Alex started learning piano at the age of 5, with his sister Preethy as his instructor. He was part of the choir team in his church. He later joined a multimedia course at St. Joseph College of Communication and started making music videos.

== Career ==
Prakash has worked in various languages, including Malayalam, Tamil, and Marathi. He started programming and producing songs for albums, devotionals, and short films in 2005. He began his career in the Malayalam industry as a music programmer for Siddarth Siva's short film Amour Code in 2006.

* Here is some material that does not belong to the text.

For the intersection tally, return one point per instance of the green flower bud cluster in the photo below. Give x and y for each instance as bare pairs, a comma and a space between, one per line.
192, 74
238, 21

He made his debut as music director for the 2018 film, Kalyanam.

He has collaborated with musicians such as Poly Varghese, Stephen Devassy, Bijibal, Deepak Dev, and Mejo Joseph. He produced the song "Nenchodu Cherthu (Yuvvh)."

His films include Kalyanam (2018), and Qalb (2024). His songs include "Ektha Boss" from Shylock featuring Unni Mukundan, "Monjathi" from Qalb, and "Dhrithangapulakithan" featuring Dulquer Salmaan from Kalyanam.

== Personal life ==
Prakash is married to Renu. He composed their wedding video song. The couple resides in Ernakulam.

== Filmography ==

| Years | Film | Language | Songs | Background Score |
| 2018 | Kalayanam | Malayalam | Yes | Yes |
| Mohanlal | Malayalam | Yes | Yes |
| Manasi | Tamil | No | Yes |
| 2019 | Ulta | Malayalam | No | Yes |
| Ratri Jha Pause | Marati | No | Yes |
| 2020 | Lona | Malayalam | Yes | Yes |
| Soulmates | Malayalam | Yes | Yes |
| Shylock | Malayalam | Yes | No |
| 2021 | Cold case | Malayalam | Yes | Yes |
| 2021 | 18Hours | Malayalam | Yes | Yes |
| 2021 | Khali Purse of Billionaires | Malayalam | Yes | Yes |
| 2022 | Varayan | Malayalam | Yes | Yes |
| 2022 | Paachil | Malayalam | Yes | Yes |
| 2022 | In | Malayalam | Yes | Yes |
| 2023 | Hope | Malayalam | Yes | Yes |
| 2024 | Qalb | Malayalam | Yes | Yes |
| 2024 | DNA | Malayalam | Yes | No |

== Awards ==
28th State Television Award (2021) for Music direction – Tele Serial/Telefilm category for "Side Effect".